Reaprender a viver com o implante coclear

Quando comecei o blog, há mais de 9 anos, eu fazia muitos textos sobre meus sentimentos e percepções sobre a surdez e o implante coclear. Com o passar do tempo, foi virando um site de referência sobre os assuntos e acabei deixando de lado a minha experiência emocional.

Mas nesse texto, volto as minhas raízes, depois de uma conversa que me deixou o final de semana pensativa.

Eu estava num evento de tecnologia e uma pessoa veio conversar comigo para saber como era voltar a ouvir através do implante coclear. E eu respondi de uma forma que surpreendeu até a mim.

Aprender a ouvir é relativamente fácil. O cérebro faz um trabalho natural de ir coletando informações e formando uma memória auditiva. E você pode fazer reabilitação auditiva para que um profissional especializado trabalhe junto com você para acelerar o processo. E você pode usar aplicativos de aprendizado auditivo (eu indico o Cochleando, porque foi o único que eu testei), ouvir música lendo a letra, pode assistir televisão com áudio e legendas em português, pode pedir para um amigo te ajudar aprender a falar no telefone, etc. etc. etc. Há um milhão de dicas que podem te ajudar nesse processo de aprender ou reaprender a ouvir através do implante coclear.

O que ninguém te fala é que, se você tiver ficado muito tempo sem ouvir como eu, você vai ter que reaprender todo o processo social também. Você vai ter que aprender a lidar com situações do dia a dia, mudando seu comportamento. Você vai ter que aprender que é possível conversar numa mesa de bar com mais de duas pessoas sem ficar de fora. Você vai ter que aprender que quando o telefone tocar, você é uma das pessoas que pode atender. Você vai ter que aprender a pegar o telefone e ligar para a pizzaria, se quiser pedir uma pizza. Você vai ter que aprender que não precisa sentar na primeira fileira se quiser assistir uma palestra. Você vai ter que aprender a não ter medo de participar de uma reunião, nem de ser enviado para representar sua equipe num evento. Aprender a fazer anotações enquanto as pessoas falam. Coisas que, geralmente, quem faz leitura labial, quem não ouve bem, tem dificuldade de fazer.

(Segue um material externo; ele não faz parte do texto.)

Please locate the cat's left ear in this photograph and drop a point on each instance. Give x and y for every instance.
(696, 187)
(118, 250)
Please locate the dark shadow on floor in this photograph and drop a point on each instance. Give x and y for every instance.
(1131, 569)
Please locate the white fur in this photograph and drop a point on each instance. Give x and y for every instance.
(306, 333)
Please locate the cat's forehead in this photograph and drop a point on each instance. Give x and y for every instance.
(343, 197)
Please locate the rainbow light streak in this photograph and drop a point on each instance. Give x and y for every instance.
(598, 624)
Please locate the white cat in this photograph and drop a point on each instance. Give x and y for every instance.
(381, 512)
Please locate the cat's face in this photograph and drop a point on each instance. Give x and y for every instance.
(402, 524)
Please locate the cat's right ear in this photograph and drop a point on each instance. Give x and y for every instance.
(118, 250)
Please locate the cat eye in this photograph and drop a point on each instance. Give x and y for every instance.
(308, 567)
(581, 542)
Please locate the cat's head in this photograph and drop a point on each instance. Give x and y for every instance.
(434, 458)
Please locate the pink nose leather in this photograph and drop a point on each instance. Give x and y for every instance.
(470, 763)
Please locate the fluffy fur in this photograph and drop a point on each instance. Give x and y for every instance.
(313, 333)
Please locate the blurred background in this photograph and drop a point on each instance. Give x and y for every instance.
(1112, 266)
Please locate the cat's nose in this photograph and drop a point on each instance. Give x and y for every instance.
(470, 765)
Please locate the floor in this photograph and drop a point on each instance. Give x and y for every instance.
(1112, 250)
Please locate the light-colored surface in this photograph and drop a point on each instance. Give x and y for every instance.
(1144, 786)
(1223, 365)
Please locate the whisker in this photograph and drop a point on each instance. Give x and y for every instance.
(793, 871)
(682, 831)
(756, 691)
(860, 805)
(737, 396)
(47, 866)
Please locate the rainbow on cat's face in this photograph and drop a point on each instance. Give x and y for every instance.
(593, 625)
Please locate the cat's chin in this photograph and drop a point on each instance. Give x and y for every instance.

E que essas mudanças de padrão de comportamento não são nada fáceis. E nem sempre vem com a mesma naturalidade de aprender a ouvir. Porque elas requerem um processo de desconstrução de comportamento aprendido por décadas e reconstrução – nem sempre tão natural – de um novo padrão de comportamento.

Anos atrás, depois de já estar ouvindo com o IC, eu fui duramente criticada por uma gestora porque eu não tinha o hábito de anotar quando estava numa reunião. Só que ainda era difícil perceber que eu não ficava boiando na reunião, eu realmente conseguia entender. Anotar, então, era impossível. Eu nunca anotei nada na escola, porque eu precisava ler lábios. Eu prestava atenção na aula e depois pegava as anotações de alguém. Imagina se eu saberia tomar nota por conta própria. Só hoje, quase 6 anos depois de voltar a ouvir, eu tenho conseguido prestar atenção no que dizem e ainda tomar nota do que considerei importante. Esse aprendizado passou por um longo processo, mas não tinha ninguém para me ensinar como ele deveria ser feito. Nem que ele era necessário. Só teve uma gestora com zero empatia para me chamar de incompetente porque eu não sabia fazer isso. Ou seja, não existe alguém para te avisar dos processos que são óbvios para quem nunca teve deficiência auditiva, mas não são nem um pouco naturais para você.

O que tem sido mais incrível ainda no passar dos anos também, não é meramente a minha mudança de comportamentos e meus aprendizados, mas a percepção dos olhares dos outros sobre mim. Hoje, eu já não noto tanto aquele olhar de condescendência, como se eu fosse café-com-leite na vida.

O implante coclear, no meu caso, não foi apenas uma ferramenta de aprendizado auditivo e de acesso ao som. Mas de reconstrução completa da pessoa que eu sou. É muito mais do que uma tecnologia que me permite ouvir. Ele é um agente de transformação de alguém com total incapacidade auditiva em alguém que ouve através de uma tecnologia. E, acredite, essas duas categorias são bem distintas entre si.